Three women, Barbara Hershey, Glenn Close, and Kim Basinger, are important and different influences in his life. Joining the cast are Robert Duvall as the nosy reporter—are there really any other kind of reporter?—and Wilford Brimley as the team manager. If you haven't seen this 80s classic by now, rent it during the last week of March to get revved up for baseball season. The music is surprisingly beautiful; you'd never guess the same composer wrote the music to Toy Story. And even though he's always handsome in his movies, Robert Redford is particularly gorgeous in this one, so even if you don't like baseball, there's plenty else to fall in love with.

Reviewed by a_chinn 10 / 10

Baseball Americana/American Studies at it's best!
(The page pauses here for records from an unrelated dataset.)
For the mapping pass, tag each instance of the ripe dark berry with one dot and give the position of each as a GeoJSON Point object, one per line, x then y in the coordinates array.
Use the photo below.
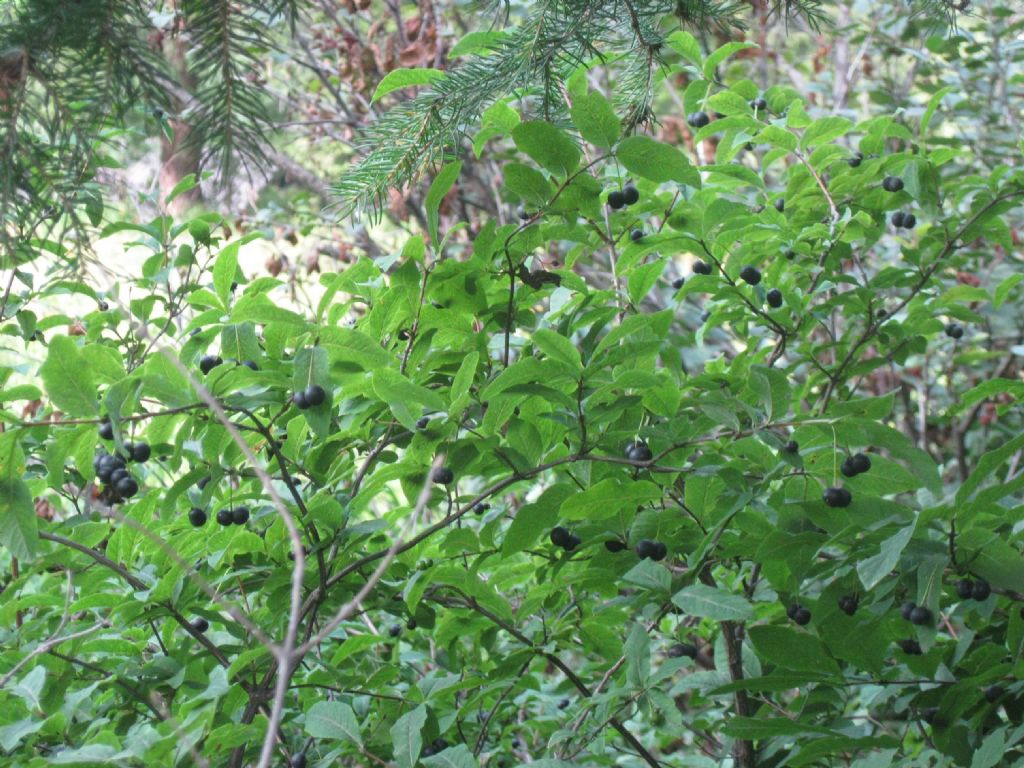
{"type": "Point", "coordinates": [837, 497]}
{"type": "Point", "coordinates": [560, 537]}
{"type": "Point", "coordinates": [910, 647]}
{"type": "Point", "coordinates": [647, 548]}
{"type": "Point", "coordinates": [860, 463]}
{"type": "Point", "coordinates": [892, 183]}
{"type": "Point", "coordinates": [697, 119]}
{"type": "Point", "coordinates": [315, 395]}
{"type": "Point", "coordinates": [140, 452]}
{"type": "Point", "coordinates": [683, 649]}
{"type": "Point", "coordinates": [921, 615]}
{"type": "Point", "coordinates": [848, 604]}
{"type": "Point", "coordinates": [750, 274]}
{"type": "Point", "coordinates": [965, 589]}
{"type": "Point", "coordinates": [981, 591]}
{"type": "Point", "coordinates": [208, 363]}
{"type": "Point", "coordinates": [638, 451]}
{"type": "Point", "coordinates": [126, 487]}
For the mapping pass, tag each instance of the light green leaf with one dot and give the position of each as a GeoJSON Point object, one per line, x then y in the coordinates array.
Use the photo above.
{"type": "Point", "coordinates": [656, 161]}
{"type": "Point", "coordinates": [407, 737]}
{"type": "Point", "coordinates": [404, 78]}
{"type": "Point", "coordinates": [69, 379]}
{"type": "Point", "coordinates": [709, 602]}
{"type": "Point", "coordinates": [596, 121]}
{"type": "Point", "coordinates": [333, 720]}
{"type": "Point", "coordinates": [548, 145]}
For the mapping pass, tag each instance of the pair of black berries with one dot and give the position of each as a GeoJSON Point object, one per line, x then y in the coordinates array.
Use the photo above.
{"type": "Point", "coordinates": [626, 197]}
{"type": "Point", "coordinates": [837, 497]}
{"type": "Point", "coordinates": [799, 614]}
{"type": "Point", "coordinates": [915, 614]}
{"type": "Point", "coordinates": [111, 471]}
{"type": "Point", "coordinates": [311, 396]}
{"type": "Point", "coordinates": [855, 465]}
{"type": "Point", "coordinates": [969, 590]}
{"type": "Point", "coordinates": [903, 220]}
{"type": "Point", "coordinates": [236, 516]}
{"type": "Point", "coordinates": [564, 538]}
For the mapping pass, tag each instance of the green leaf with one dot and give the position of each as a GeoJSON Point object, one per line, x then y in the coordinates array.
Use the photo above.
{"type": "Point", "coordinates": [872, 569]}
{"type": "Point", "coordinates": [549, 146]}
{"type": "Point", "coordinates": [792, 649]}
{"type": "Point", "coordinates": [404, 78]}
{"type": "Point", "coordinates": [719, 55]}
{"type": "Point", "coordinates": [454, 757]}
{"type": "Point", "coordinates": [333, 720]}
{"type": "Point", "coordinates": [656, 161]}
{"type": "Point", "coordinates": [407, 738]}
{"type": "Point", "coordinates": [709, 602]}
{"type": "Point", "coordinates": [224, 270]}
{"type": "Point", "coordinates": [68, 378]}
{"type": "Point", "coordinates": [435, 195]}
{"type": "Point", "coordinates": [596, 121]}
Wonderful bit of Americana told through that most American of sports, baseball. Director Barry Levinson fashions a mythic tale about an over-the-hill 1920s baseball player, Roy Hobbs, finally getting his shot at the big leagues with the fictional New York Knights. Robert Redford plays Hobbs, himself in many ways a stereotypical All- American boy. Hobbs seemingly comes out of nowhere and no one knows where this talented player came from or why it took him so long to appear in the majors. Hobbs quickly gains fame an attention, and while on his journey faces many challenges; tempted by seductresses, facing down dark corrupting forces, and the lure of money and fame. As with most American myths and tropes, they have their roots in other cultures. The mythology presented in "The Natural" seems heavily influenced by Greek Mythology, with Hobbs as a Homer-like hero on a journey to find home. Kim Basinger and Barbara Hershey plays a sirens. Darren McGavin and Robert Duvall plays dark, corrupting underworld god-like figures manipulating events. Glenn Close represents the home that Hobbs is seeking. Other actors of note in the film include Wilford Brimley as the team manager and Richard Farnsworth as an assistant coach. There's also strong supporting performances from Robert Prosky, Michael Madsen, Mike Starr, and Joe Don Baker in a small role that's a thinly veiled analogue for Babe Ruth. Randy Newman also deserve note for his beautiful score, as does director of photography Caleb Deschane. When a baseball smashes the ballpark lights in an explosion of sparks and rousing music are unforgettable and gorgeous. Barry Levinson has made some brilliant, including "Diner," "Avalon," and TV series like "OZ" and "Homicide: Life on the Street," but I think this film may be my favorite of all of his fine work.